Como el embotellamiento en Chacabuco era bastante importante, alcanzamos a conversar un buen rato. Según me indicó, hace más de un año ya que la empresa para la cual trabaja construyendo viviendas sociales venía advirtiendo a las autoridades acerca de las alzas en los costos y eso significó reajustes de 5 y 9% en el caso de uno de los contratos de ellos, pero eso aún les resultaba insuficiente, puesto que una cosa es el IPC (13.7% en el último año) y otra la forma en que subieron los valores de la mano de obra y especialmente los de los materiales, sobre el 25%, según sus estimaciones.
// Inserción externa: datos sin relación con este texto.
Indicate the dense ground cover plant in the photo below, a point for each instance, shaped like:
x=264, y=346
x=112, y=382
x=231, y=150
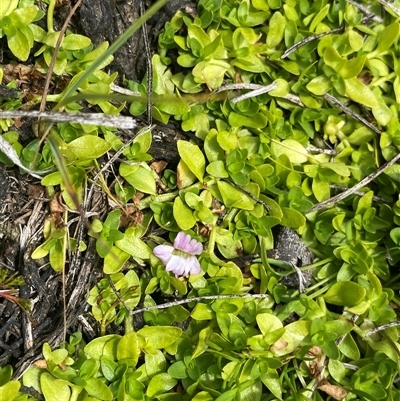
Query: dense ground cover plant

Por supuesto que asentí al escuchar aquello, no solo por educación, sino por una experiencia muy mínima al lado de la suya, pero que me evidenció aquello. A fines del año pasado, junto a mi esposa, compramos un galón de pintura para la casa, en el Easy, por 21 mil pesos. Hacia abril o mayo compramos otro galón, de la misma marca y especificaciones, y estaba a 41 mil pesos, casi el doble.

Sí, una cosa es el IPC, que ya es desusado, y otra muy distinta la forma en que los proveedores (no solo en la construcción) han traspasado esas alzas a los consumidores finales.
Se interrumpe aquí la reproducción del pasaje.